Silberstein M, Tzemach A, Dovgolevsky N, Fishelson M, Schuster A, Geiger D
Computer Science Department, Technion-Israel Institute of Technology, Technion City, Haifa 32000, Israel.
Am J Hum Genet. 2006 Jun;78(6):922-35. doi: 10.1086/504158. Epub 2006 May 1.

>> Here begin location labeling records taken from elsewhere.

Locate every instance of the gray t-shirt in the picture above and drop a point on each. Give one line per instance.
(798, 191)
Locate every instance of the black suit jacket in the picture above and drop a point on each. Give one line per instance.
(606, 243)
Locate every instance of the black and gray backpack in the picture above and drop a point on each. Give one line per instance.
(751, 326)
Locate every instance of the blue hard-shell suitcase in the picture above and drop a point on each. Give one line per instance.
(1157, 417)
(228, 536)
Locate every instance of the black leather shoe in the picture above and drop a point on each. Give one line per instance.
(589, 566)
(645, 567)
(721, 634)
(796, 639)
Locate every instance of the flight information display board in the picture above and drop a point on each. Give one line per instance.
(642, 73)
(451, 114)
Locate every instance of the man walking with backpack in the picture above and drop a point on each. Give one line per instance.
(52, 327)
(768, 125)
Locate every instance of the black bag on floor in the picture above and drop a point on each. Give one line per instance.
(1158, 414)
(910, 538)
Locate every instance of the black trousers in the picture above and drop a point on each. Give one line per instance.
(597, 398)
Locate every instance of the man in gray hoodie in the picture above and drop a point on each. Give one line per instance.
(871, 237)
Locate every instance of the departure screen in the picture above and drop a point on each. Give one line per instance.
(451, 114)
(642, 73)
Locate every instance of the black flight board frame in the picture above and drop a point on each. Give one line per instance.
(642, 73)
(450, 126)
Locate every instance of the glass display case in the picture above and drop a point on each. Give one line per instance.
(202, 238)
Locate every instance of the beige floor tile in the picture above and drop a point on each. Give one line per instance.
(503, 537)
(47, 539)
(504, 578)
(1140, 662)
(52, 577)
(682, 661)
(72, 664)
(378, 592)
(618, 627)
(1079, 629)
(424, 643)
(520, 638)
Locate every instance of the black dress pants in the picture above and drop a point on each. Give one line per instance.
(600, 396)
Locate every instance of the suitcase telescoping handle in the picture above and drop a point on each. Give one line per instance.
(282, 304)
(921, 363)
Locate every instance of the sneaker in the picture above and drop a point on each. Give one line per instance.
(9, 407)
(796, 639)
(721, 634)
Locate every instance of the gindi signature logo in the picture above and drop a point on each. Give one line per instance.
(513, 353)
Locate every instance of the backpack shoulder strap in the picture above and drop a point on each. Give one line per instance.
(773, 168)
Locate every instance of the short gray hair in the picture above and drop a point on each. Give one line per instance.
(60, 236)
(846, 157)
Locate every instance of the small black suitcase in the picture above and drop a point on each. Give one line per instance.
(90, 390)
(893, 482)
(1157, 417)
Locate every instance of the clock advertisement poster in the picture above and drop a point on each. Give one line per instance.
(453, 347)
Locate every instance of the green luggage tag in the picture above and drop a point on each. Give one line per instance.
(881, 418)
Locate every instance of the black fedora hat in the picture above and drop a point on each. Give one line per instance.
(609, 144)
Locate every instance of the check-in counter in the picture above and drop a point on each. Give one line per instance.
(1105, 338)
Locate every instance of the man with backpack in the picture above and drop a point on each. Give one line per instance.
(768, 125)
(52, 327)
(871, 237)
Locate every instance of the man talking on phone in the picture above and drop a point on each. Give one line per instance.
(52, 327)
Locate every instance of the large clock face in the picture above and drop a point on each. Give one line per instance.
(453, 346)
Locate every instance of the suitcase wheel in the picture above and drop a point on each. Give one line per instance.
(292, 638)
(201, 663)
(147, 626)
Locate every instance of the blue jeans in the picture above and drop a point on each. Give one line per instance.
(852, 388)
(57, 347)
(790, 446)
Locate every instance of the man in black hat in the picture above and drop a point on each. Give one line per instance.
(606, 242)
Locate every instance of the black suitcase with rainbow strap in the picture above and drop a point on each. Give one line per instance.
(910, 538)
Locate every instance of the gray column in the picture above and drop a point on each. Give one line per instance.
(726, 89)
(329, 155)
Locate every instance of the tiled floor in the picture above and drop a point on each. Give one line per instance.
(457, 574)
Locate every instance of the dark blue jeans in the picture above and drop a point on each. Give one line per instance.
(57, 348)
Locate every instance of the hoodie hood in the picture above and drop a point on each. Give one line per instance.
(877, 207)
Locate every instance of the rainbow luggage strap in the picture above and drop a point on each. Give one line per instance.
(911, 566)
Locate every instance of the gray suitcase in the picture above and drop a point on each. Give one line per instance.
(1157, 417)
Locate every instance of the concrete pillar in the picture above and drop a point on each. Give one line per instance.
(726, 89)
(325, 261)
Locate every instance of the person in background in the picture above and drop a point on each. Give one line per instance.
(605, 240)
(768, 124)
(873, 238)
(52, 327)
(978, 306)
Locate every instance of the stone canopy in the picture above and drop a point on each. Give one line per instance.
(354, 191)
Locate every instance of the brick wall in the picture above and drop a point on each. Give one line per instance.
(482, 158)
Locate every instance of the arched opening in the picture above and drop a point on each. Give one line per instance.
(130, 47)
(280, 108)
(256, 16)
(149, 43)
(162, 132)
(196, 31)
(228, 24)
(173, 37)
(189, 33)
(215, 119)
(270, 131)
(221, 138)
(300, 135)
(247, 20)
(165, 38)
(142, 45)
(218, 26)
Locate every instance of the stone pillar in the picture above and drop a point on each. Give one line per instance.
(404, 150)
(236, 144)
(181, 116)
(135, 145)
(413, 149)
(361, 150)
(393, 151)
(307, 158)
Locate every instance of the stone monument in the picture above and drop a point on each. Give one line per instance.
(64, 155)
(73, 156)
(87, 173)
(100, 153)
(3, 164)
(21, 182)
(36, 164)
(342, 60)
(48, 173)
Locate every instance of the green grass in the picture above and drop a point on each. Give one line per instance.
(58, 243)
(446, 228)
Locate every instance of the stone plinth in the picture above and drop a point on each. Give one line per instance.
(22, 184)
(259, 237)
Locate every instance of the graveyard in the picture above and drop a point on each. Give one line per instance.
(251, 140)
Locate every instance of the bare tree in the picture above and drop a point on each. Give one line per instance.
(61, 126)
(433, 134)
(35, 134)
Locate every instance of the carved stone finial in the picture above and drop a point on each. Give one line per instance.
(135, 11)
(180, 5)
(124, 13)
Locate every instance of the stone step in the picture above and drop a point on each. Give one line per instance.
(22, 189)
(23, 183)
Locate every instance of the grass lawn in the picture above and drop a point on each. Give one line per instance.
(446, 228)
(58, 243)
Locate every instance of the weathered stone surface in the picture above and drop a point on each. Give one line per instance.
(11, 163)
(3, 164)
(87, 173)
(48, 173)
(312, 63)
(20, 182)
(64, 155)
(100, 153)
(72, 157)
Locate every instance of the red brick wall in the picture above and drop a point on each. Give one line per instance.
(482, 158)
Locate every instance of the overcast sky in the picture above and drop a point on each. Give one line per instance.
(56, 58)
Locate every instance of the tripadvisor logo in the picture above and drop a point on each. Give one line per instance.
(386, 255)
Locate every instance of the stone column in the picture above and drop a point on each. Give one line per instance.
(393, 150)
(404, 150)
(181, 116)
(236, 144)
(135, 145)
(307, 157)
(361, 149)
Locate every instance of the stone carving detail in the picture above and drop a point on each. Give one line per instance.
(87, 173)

Computation of LOD scores is a valuable tool for mapping disease-susceptibility genes in the study of Mendelian and complex diseases. However, computation of exact multipoint likelihoods of large inbred pedigrees with extensive missing data is often beyond the capabilities of a single computer. We present a distributed system called "SUPERLINK-ONLINE," for the computation of multipoint LOD scores of large inbred pedigrees. It achieves high performance via the efficient parallelization of the algorithms in SUPERLINK, a state-of-the-art serial program for these tasks, and through the use of the idle cycles of thousands of personal computers. The main algorithmic challenge has been to efficiently split a large task for distributed execution in a highly dynamic, nondedicated running environment. Notably, the system is available online, which allows computationally intensive analyses to be performed with no need for either the installation of software or the maintenance of a complicated distributed environment. As the system was being developed, it was extensively tested by collaborating medical centers worldwide on a variety of real data sets, some of which are presented in this article.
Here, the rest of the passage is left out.